No one clearly delineated mechanism defines how biliary obstruction specifically predisposes one to infectious complications. One theory suggests that Kupffer cell metabolism is diminished in the presence of biliary obstruction. This leads to bacterial overgrowth with inability of the existing Kupffer cells to clear the bacteria and bacterial products adequately. Bacteria can then translocate to the systemic circulation through the hepatic–sinusoid tight junctions. In addition, IgA production is limited by biliary obstruction. Clinically, the presence of bacteria in the biliary tree does not translate into cholangitis, but the combination of biliary obstruction and increased pressure in the biliary system determines a cascade of events that can often lead to acute cholangitis.
INFECTIONS IN BILIARY SURGERY
Human bile is typically sterile but may become infected in the presence of gallbladder and common bile duct stones or intrinsic or extrinsic inflammatory or neoplastic diseases leading to obstruction. The pathophysiology of infection is due either to translocation of intestinal pathogens via the portal system or more commonly due to biliary intervention with incomplete drainage.
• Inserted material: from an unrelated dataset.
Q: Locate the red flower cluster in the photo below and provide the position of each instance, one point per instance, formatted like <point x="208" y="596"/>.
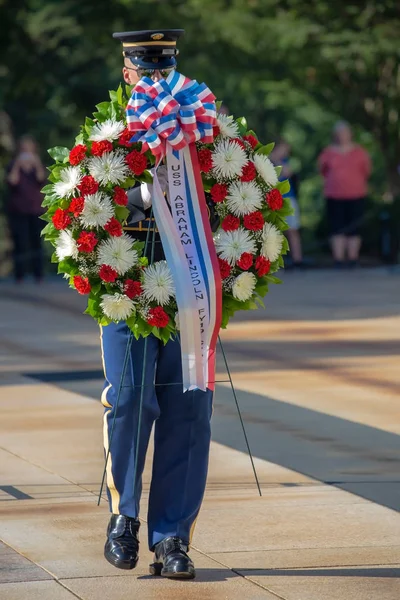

Any invasive endoscopic, radiologic, or surgical procedure on the hepatobiliary system interferes with the usual host defense mechanism, and the introduction of an indwelling biliary stent through any means constitutes a foreign body within the biliary system. Biliary–enteric anastomosis, sphincterotomy and sphincteroplasty, disruption of blood supply either locally to the liver and biliary tree or systemically (shock), blood transfusions, and the immune status of the patient are all additional important contributors to the development of an ascending biliary infection.